The most fulfilling and solid part of my life is my marriage. I have known my husband for over 22 years. We were best friends, then dated and then fell deeply in love with each other. But time and love don't make a marriage successful or beautiful.
Over the years I have observed many relationships including mine and have found some important things that are strikingly different in relationships that are beautiful versus the others.
Firstly, every relationship has the potential to be a beautiful one.
According to me what makes a relationship successful in the real sense are two things - Daily habits of the couple and a growth mindset.
Daily habits that cement and express the love that you feel for each other.
No 1 on the list has to be " Communication". Express the love you feel for each other, communicate what you appreciate about each other, communicate the highlights about each others day, get your partner involved in what is happening with you when you are away from each other at work or at play, communicate your needs and expectations. Do this daily if possible. it could be a thirty minute chat or a two hour long conversation. The length doesn't matter.
Daily gestures expressing love. Say " I love you often" Verbalize your appreciation for each other.
Physical contact - Hug often. Kiss even more often.
Book or schedule exclusive couple time away from distractions, away from responsibilities and away from your adorable kids or extended family. Go for dates often.
Discuss your vision for your lives as a unit. If you know each other well, you need to get creative and find interesting things to talk about to each other when you are alone with your partner. Talking about your vision for the future will bring you closer and strengthen the connection you have with your partner. Talk about your desires, individual and as a family.
Growth mindset means believing that you are open to changing and improving yourself so that you can show up as the best version of yourself in your relationship.

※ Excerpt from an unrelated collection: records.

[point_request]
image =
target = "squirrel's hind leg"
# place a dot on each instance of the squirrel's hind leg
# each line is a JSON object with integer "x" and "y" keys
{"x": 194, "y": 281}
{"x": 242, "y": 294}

It means learning to love and respect yourself. It means continuously learning to better your self as a partner, parent or employee.
It means taking responsibility for your own happiness. Do the things that you love to do. Don't wait for your partner to make you happy or plan that holiday or take you camping. You take the initiative and plan for yourself.
It means growing together by communicating what you have learnt with each other. Stay open to your partners learning. When you share with your partner what you have learnt and that you have benefited from, then your partner also benefits from it.
Focus on what you like about your partner. What you pay attention to, grows. Pay attention to all the qualities you admire in your partner.
You all deserve to have a beautiful relationship with your partner. A loving respectful relationship can make life wonderful and an unhappy one can make life difficult so invest in your relationship by first investing in yourself and then practicing some daily habits that will directly contribute to making your relationship successful.